Reviews were lukewarm. Critics tagged me as "a young promise", an epithet I came to hate (I had already written a book; I had not made any promises). Sales tanked. Then in February the book won a second, bigger award for best novel published in '07. Sales continued to tank, but I was invited to TV shows, big parties, highbrow literary venues where I stuck out like a sore toe...and I didn't even like the book I was promoting. All in all, I had a weird debut. Nothing went as I planned. I got cash, newsclips, concert tickets (I'm still very thankful for those), and the book didn't sell a thousand copies. 

Carrer Budapest, in Barcelona, 2007. My pic.

I had already shelved away DaWR long before the celebrations ended. I think I abandoned my last copy in a park in Guinardó (I liked the hills in Barcelona now, not the seaside). Sometimes I remember a passage and cringe. I always make sure to point out it's the book I'm over with, though—not the subject. And if nothing else, the ordeal fueled my second novel, of which I'm slightly less ashamed.

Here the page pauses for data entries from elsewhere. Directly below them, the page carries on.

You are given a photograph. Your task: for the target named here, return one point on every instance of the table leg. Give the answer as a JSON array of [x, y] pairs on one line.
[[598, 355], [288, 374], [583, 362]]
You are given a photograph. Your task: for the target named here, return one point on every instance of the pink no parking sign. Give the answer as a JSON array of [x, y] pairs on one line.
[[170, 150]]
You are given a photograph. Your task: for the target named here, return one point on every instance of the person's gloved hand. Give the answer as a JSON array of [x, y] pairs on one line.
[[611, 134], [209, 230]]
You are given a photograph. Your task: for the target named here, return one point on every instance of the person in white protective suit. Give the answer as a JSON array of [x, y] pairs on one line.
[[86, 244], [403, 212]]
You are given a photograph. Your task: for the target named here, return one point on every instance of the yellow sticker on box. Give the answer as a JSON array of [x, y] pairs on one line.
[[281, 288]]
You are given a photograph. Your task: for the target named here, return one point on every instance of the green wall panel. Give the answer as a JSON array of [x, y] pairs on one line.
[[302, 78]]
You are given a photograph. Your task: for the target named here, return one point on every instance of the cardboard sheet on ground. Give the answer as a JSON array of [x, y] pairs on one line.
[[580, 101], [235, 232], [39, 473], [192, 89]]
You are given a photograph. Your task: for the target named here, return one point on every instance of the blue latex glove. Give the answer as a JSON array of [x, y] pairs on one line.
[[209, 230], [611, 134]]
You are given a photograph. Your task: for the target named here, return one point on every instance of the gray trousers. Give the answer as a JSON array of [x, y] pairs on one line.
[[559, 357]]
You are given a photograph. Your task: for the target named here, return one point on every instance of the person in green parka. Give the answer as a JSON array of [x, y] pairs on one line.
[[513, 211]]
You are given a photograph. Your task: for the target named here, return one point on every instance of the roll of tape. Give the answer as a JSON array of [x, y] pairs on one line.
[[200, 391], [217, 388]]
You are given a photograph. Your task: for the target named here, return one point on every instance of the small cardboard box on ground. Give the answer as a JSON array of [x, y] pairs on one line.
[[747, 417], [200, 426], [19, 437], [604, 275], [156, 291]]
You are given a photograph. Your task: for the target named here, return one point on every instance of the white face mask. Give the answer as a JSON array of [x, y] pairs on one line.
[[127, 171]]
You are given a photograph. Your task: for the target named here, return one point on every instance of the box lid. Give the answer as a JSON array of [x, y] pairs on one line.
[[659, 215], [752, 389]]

It's funny how, out of the two main themes in "The Approach to Al-Mu'tasim", the one about books that are better reviewed than written has always stuck with me, whereas I keep losing sight of the other one, which was something in the lines of, "it's the journey, not the destination." It is implied in Borges's story that the man who is searching for Al-Mu'tasim becomes Al-Mu'tasim in the process. I did not become Winona Ryder (though I became "the Winona guy" in the Catalan scene; that epithet I like), but the process of writing DaWR, and publishing it, and hating it, did get me closer to my idols somehow: it demystified them for me; it helped me see that their art, even well-paid art, even multi-awarded art, may be botched in their eyes. And yes, I'm the kind of fanboy to listen to Sinéad O'Connor's first album or play Cuphead or watch Bo Burnham's What and scream, "How is this possible—this is a perfect work on the first try!" but I bet the artists behind those things see how short of perfection they fall all the time. Winona said decades ago (Life, Dec. 1994) that she hadn't been proud of her acting until her twelfth film. Matter of fact, another thing I learned from my debut is that interviews rarely convey what you meant to say, so I'll take that statement with a grain of salt, but what I mean is, I understand it. My first book was trash, but writing it put me in the position to write less trashy books now. And the books will never be perfect, I guess, but that's how it works: at some point, I have to stop trying to improve a manuscript, and hope it will improve me. So be it. God knows I could use the improvement.